Method: Human parotid gland tissue was collected under an IRB approved protocol from surgical patients. Parotid gland cells were isolated from tissue specimens and expanded. A hyaluronic acid (HA)-based hydrogel scaffold and an HA-laminin gel allowed cell culture in 3D. Cells were stained for progenitor cell markers. Self-assembly and structure formation in 3D was assessed by phalloidin and biomarker staining.

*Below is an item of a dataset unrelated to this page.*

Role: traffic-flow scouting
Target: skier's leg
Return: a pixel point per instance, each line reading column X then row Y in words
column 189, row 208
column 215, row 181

Result: Cells in 3D self-assembled to form functional spheroid structures that exceeded 550μm. Cytokeratin 5 (K5), an intermediate filament protein and progenitor cell marker whose progeny are widespread in both ductal and acinar compartments of submandibular glands, was evaluated. Gene and protein expression profiles indicated that K5 was highly expressed among cultured cells in HA hydrogels. Both our expanded progenitor cells and those in 3D expressed stem cell marker c-Kit. Other stem cell markers expressed by these cells included Msi-1 and CD44. Cells seeded in HA-laminin gels differentiated into self-assembled structures that were less organized than spheroids in HA alone. Conditioned media from rat dorsal root ganglia explants accelerated self-assembly and branched structures were observed in laminin gels. K19 staining confirmed the presence of ductal cells among branched structures. Ongoing studies involve replacing laminin with human-compatible bioactive laminin peptides and using perlecan-derived peptide to support vascular ingrowth in modular bilayer hydrogels.
Conclusion: An HA and matrix-modified modular hydrogel culture system that fosters growth and differentiation of human parotid gland progenitor cells into branched structures was established. Ongoing studies involve demonstrating functionality of these structures upon neurotransmitter stimulation and vascular penetration to provide fluid source.